The battle of the titans has begun. As reported by Reuters on Friday, both A.I.G. and Countrywide have now sued one another over who will bear the losses on a $1 billion pool of subprime mortgage loans.

Countrywide fired the opening salvo on Wednesday when it sued A.I.G.’s United Guaranty Mortgage Indemnity Co. in Los Angeles County Court, alleging that the insurer was refusing to honor its mortgage insurance obligations. One day later, United Guaranty responded by suing Countrywide in federal court in Los Angeles, alleging that Countrywide had misrepresented the risks tied to the pool of mortgage loans and had failed to follow its own underwriting guidelines.
Based on the arguments asserted by both sides in their complaints, this clash of mortgage giants features two familiar but wildly disparate perspectives on the causes of this crisis. On one hand, Countrywide argues that United Guaranty profited for years from the premiums it received to insure loans against borrower default, but now that it is “fac[ing] the reality of steep financial losses because of a significant economic downturn,” United Guaranty is trying to escape its obligations.

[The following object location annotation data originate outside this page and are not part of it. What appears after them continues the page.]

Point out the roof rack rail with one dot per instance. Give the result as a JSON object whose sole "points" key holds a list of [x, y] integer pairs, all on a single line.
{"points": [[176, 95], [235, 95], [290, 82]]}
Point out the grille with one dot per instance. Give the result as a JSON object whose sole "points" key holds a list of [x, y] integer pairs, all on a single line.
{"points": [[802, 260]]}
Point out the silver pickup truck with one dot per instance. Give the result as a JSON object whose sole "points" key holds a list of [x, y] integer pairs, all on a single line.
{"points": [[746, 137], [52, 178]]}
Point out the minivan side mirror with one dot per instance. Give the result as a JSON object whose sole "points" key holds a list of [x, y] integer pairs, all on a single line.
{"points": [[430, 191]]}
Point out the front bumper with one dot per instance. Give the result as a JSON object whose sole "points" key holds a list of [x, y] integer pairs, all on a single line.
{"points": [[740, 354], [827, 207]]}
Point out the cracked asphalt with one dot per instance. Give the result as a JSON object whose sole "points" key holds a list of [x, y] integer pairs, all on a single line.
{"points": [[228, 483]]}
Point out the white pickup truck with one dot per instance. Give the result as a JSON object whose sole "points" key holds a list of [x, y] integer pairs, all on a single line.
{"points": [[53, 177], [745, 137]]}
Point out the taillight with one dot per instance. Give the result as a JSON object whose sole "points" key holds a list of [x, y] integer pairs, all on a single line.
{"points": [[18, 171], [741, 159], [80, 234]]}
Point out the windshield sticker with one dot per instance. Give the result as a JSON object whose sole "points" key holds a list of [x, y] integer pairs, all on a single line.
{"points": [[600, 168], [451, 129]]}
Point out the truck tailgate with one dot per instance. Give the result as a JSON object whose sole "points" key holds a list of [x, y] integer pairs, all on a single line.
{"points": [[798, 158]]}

On the other hand, United Guaranty argues that Countrywide took advantage of its long-standing relationship with the insurer to induce United Guaranty to insure loans that never should have been approved. According to another article in Bloomberg, United Guaranty’s review of loan files from 11 separate policies for asset-backed securities revealed that most either violated Countrywide’s own underwriting standards or had material defects such as misrepresented credit scores or fake social security numbers.

United Guaranty will likely have a mountain of salacious evidence on its side to demonstrate Countrywide’s improper and irresponsible lending, as other lawsuits against the former lending giant have revealed a shocking abandonment of underwriting standards and practices. Yet, United Guaranty will have several hurdles to overcome. First, according to its Complaint, United Guaranty has already paid out over $30 million in insurance claims on these loans. This is sure to raise arguments of waiver or estoppel by Countrywide and questions of whether the insurer should have known about the quality of loans when it placed insurance coverage or, at the very least, when it paid claims. Second, United Guaranty will have to counter Countrywide’s argument that these losses were caused by the broader economic downturn, and show that they were caused, in fact, by Countrywide’s abusive and irresponsible lending practices. United Guaranty might be able to do this by demonstrating that this pool of mortgage loans is significantly worse than comparable pools and/or by showing that Countrywide’s underwriting deficiencies directly caused the loans to fail. The latter approach will likely prove much tougher than the former, as we have already seen litigants struggle to make out the loss causation claim in prior mortgage crisis litigation.
Regardless, this heavyweight legal matchup will be closely watched by the industry and is certain to have a significant impact on future lawsuits stemming from the broader financial crisis.